New York City mortgage lenders say residential borrowers are weighing the pros and cons of two pieces of federal legislation — one that was passed into law and lowers lending rates for high-end borrowers, and another that is pending and would raise taxes.
The legislation that cuts borrowers’ costs was signed into law as part of the $787 billion federal stimulus package, but in general has not taken effect in New York City, mortgage lenders said. It bumps the conforming loan limit back up to $729,750 from $650,000, thereby saving borrowers several thousand dollars per year in interest payments.
But a separate proposal could reduce those savings for some homeowners. Included in President Barack Obama’s budget proposal is a provision to reduce the mortgage interest deduction for those earning about $250,000 and up. The rate they can deduct would drop from 33 percent or 35 percent, depending on your tax bracket.

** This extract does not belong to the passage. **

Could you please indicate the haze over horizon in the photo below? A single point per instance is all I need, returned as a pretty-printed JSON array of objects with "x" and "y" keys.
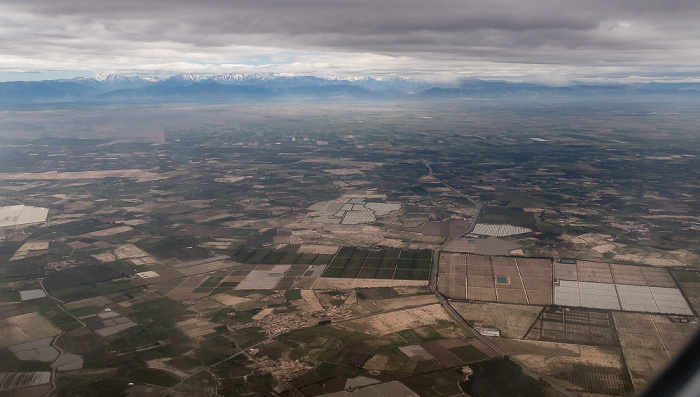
[{"x": 532, "y": 40}]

Rolan Shnayder, director of new development lending at Home Owners Mortgage Express, said although it is a small range of borrowers that are impacted by the higher loan limit, it could save them $7,000 annually, depending on interest rates.
“More people would qualify for purchases and refinancing would be more affordable,” he said.
Melissa Cohn, president of Manhattan Mortgage, said borrowers were delaying action while they waited for more banks to raise their loan limit to the higher level. But she did not think the tax increase would lead to fewer buyers.
“I don’t think it will impact buying or not buying, because you still get some tax deduction which is better than renting,” she said, adding: “The most important thing the feds will have to do is bring mortgage rates down.”
Although the stimulus legislation is already law, it takes several weeks for the large banks to begin offering loans with the higher limit, Cohn said. Only one major bank, Fifth Third Bank, is offering the loan so far, but she expected others to follow suit by the end of March.